03.エリザベスは思い出す
エリザベスが目覚めてから一週間。
弱った体も転んだ際に捻挫していた脚もすっかり元どおりになり、自由に動き回れるようになった。
現在の自分は十三歳だと知り、以前の年齢から考えてちょうど十年の時を超えた事になる。
「はぁ……せめてあと一年、昔に戻れていたら……」
「お嬢様、如何なさいましたか?! 具合でも悪いんですか?!」
ため息をついたからか、侍女のシャーリーが物凄く心配そうに聞いてくる。
最初は私に怯えているようだったが、一週間かけて積極的に話しかけていたら、いつのまにかそれも無くなったようだった。

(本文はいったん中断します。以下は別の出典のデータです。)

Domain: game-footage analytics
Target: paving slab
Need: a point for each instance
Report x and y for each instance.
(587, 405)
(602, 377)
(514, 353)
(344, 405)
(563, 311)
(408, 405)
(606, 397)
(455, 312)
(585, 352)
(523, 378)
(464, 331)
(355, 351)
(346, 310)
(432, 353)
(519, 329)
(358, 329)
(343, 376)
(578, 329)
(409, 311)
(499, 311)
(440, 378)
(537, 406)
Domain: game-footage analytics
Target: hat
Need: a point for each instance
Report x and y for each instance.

それにしてもため息を吐いただけで、心配しすぎではないだろうか……?
「ふふっ、シャーリーったら大袈裟ね。私は今日も元気いっぱいよ?」
そう言ってベットから出て立ち上がった拍子に、エリザベスは足を滑らした。
「あっ……!」
「おっ、お嬢様っ!!」
パフン……
見事お尻からベットに倒れこみ、エリザベスはしばし呆然としたものの、自身のおっちょこちょいさ加減に笑いが込み上げてきた。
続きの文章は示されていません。